By far the biggest criticism to that piece are the following two ideas.

That's what the background scan process is for. It comes across a bad sector, it reallocates the block. That gets rid of the bad block w-a-y early so you don't ever actually get this problem.

And

That never happens with ZFS. It checksums blocks so it'll even recover the lost data as it's reallocating it.

Which are both very true. That's exactly what those background scanning processes are for, to catch this exact kind of bit-rot before it gets bad enough to trigger the multi-disk failure case I illustrated. Those background processes are important.

Even so, they also have their own failure modes.

  • Some only run when externally initiated I/O is quiet, which never happens for some arrays.
  • Some run constantly, but at low I/O priority.
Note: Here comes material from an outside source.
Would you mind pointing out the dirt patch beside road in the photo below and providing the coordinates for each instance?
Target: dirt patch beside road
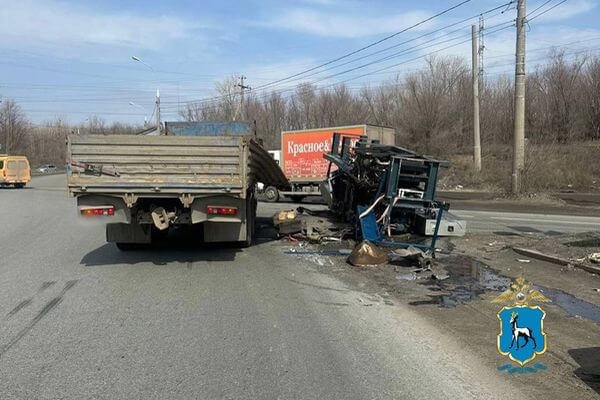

So for very big storage systems, each GB of space may only get scanned once a month if that often.
  • Some run just fine, thank you; they're just built wrong.
    • They only mark a sector is bad if it completely fails to read it; sectors that read just fine after the 1st or 2nd retry are passed.
    • They use an ERROR_COUNTER with thresholds set too high.
    • Successful retry-reads don't increment ERROR_COUNTER.
    • Scanning I/O doesn't use the same error-recovery heuristics as Recovery I/O. If Recovery I/O rereads a sector 16 times before declaring defeat, but Scanning only tries 3 times, you can hit an ERROR_COUNTER overflow during a RAID Recovery you didn't expect.
  • Some are only run on-demand (ZFS), and, well, never are. Or are run rarely because it's expensive.

I had mentioned I had seen this kind of fault recently. I have. My storage systems use just these background scanning processes, and it still happened to me.

Those background scanning processes are not perfect, even ZFS's. It's a balance between the ultimate paranoia of if there is any error ever, fail it! and the prudence of rebuilds are expensive, so only do them when we need to. Where your storage systems fall on that continuum is something you need to be aware of.

Disks age! Bad blocks tend to come in groups, so if each block is only getting scanned every few weeks, or worse every other month, a bad spot can take a disk out well before the scanning process detects it. This is the kind of problem that a system with 100 disks faces; back when it was a 24 disk system things worked fine, but as it grew and I/O loads increased those original 24 disks aren't scanned as often and they should be.


As I said at the end of the piece this only touches on one way you can get multi-disk failures. There are others, definitely.